A drop in alcohol consumption in Ireland is welcome, but people are still drinking more in a single occasion.
That's according to Paula Leonard, National Lead for the Irish Community Action on Alcohol Network.
Provisional Revenue data shows alcohol consumption in 2022 was down on pre-COVID levels.
The long-term trend is also suggesting that consumption continues to decline sharply - down by over 30% since its peak in 2001.
The data shows beer consumption was down by 3% on 2019, wine was down by just under 3% and cider decreased by 12%.
Spirit sales saw an increase.
Ms Leonard told Newstalk Breakfast there is more to the figures.
"Less young people in Ireland are drinking, which is a really positive thing," she said.
"But among the young [people] who are drinking, in a single occasion, they're drinking excessive amounts of alcohol.
"The amounts they're drinking in a single sitting has gone up.
"That seems to be the pattern also with adults - we've always been big bingers in this country.

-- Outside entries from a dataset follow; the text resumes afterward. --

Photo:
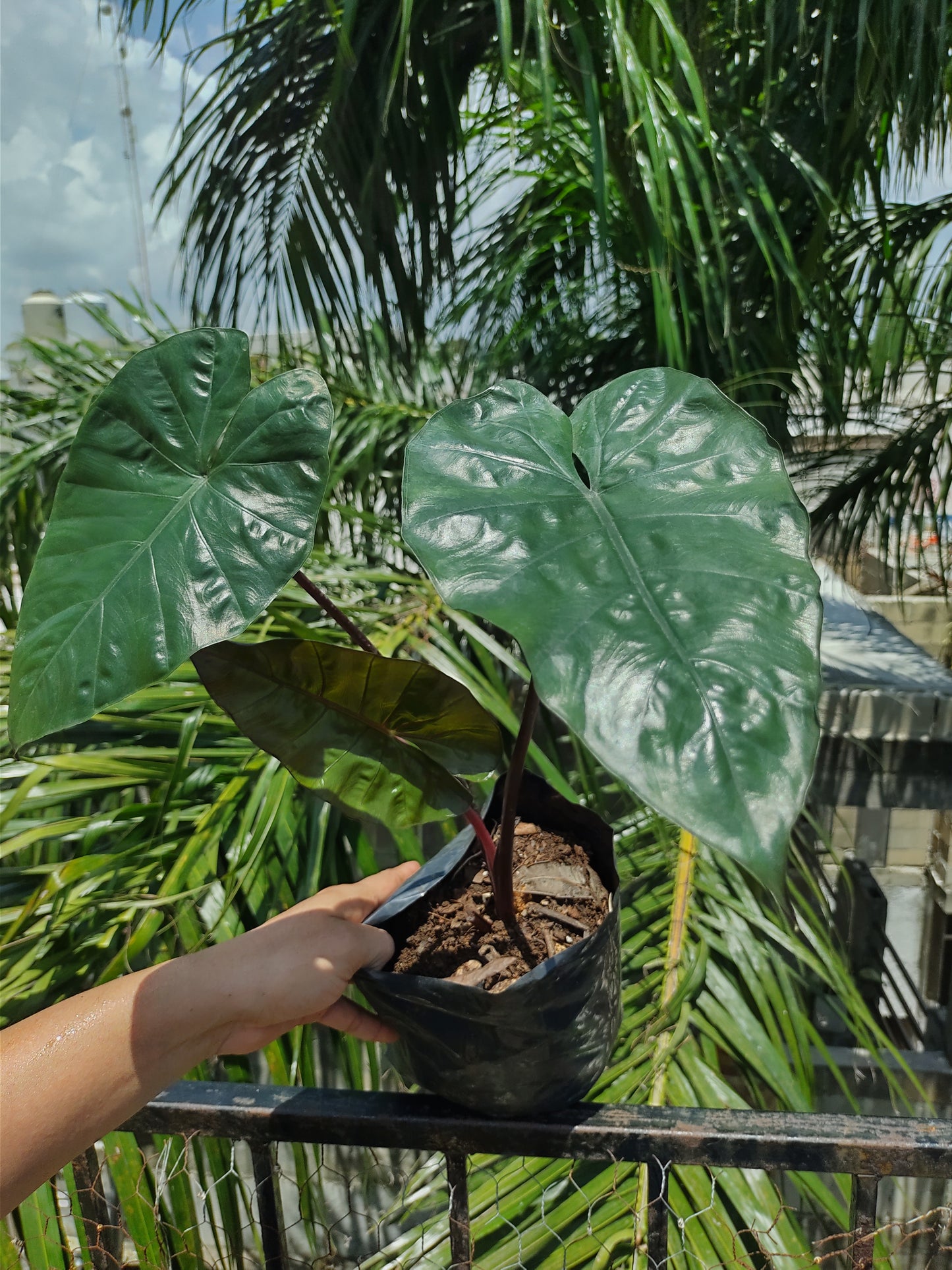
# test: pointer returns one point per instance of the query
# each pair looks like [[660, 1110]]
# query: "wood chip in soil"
[[464, 941]]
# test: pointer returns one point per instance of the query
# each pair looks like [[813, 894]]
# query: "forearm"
[[78, 1070], [75, 1071]]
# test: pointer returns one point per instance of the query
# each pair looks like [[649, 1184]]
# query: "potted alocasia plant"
[[650, 558]]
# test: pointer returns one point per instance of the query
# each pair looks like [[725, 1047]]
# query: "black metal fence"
[[660, 1140]]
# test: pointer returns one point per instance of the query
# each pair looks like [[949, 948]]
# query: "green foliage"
[[155, 828], [661, 593], [710, 186], [375, 736], [186, 504]]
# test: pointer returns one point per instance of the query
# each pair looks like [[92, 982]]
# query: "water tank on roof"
[[43, 316]]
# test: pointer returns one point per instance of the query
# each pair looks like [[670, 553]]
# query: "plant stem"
[[357, 637], [677, 931], [331, 610], [503, 868], [489, 848]]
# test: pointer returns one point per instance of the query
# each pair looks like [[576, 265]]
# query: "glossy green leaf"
[[650, 556], [186, 505], [374, 736]]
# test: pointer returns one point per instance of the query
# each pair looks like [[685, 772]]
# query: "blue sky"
[[67, 208]]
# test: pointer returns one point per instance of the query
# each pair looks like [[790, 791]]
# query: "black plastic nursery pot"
[[541, 1043]]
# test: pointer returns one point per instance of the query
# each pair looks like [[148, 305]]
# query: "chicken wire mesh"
[[173, 1203]]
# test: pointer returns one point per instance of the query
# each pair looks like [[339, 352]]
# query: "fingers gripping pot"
[[542, 1042]]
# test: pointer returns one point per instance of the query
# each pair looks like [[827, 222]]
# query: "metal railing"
[[866, 1147]]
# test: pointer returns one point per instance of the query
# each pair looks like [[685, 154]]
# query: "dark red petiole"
[[489, 848]]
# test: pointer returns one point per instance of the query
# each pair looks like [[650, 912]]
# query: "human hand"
[[294, 968]]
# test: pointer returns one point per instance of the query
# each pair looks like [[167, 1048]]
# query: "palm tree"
[[579, 190]]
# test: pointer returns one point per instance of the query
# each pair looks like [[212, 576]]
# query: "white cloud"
[[67, 208]]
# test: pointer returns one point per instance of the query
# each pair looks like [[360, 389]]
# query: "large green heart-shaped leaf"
[[660, 587], [376, 737], [186, 505]]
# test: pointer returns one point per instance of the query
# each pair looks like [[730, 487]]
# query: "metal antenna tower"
[[128, 135]]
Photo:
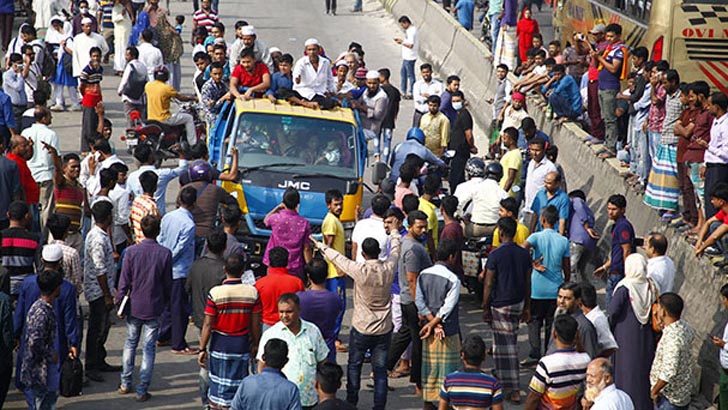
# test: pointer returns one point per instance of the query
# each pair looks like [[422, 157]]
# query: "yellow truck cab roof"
[[264, 105]]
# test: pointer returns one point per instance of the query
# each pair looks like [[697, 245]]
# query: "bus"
[[692, 35]]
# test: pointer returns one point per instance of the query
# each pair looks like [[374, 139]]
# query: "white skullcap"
[[52, 253]]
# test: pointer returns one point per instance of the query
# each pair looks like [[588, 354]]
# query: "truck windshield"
[[315, 145]]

"We drink a lot of our alcohol in a single sitting".
Alcoholic liver disease
Ms Leonard said the Irish baseline was already very high compared to other countries.
"In 2001 we have had a three-fold increase since the 1960s - so that's the baseline that we're coming down from," she said.
"So we're still significantly high in European terms, we're still significantly high in global terms.
"What we need to think about is against the backdrop of decreasing alcohol consumption, we are still seeing increasing levels of harm".
Ms Leonard said data for both Ireland the UK is "quite worrying."
"We're seeing continued risks and continued increases in alcoholic liver disease," she said.
"If you just take alcoholic liver disease, male discharges for alcoholic liver disease between 1995 and 2018 went up by 247%," she added.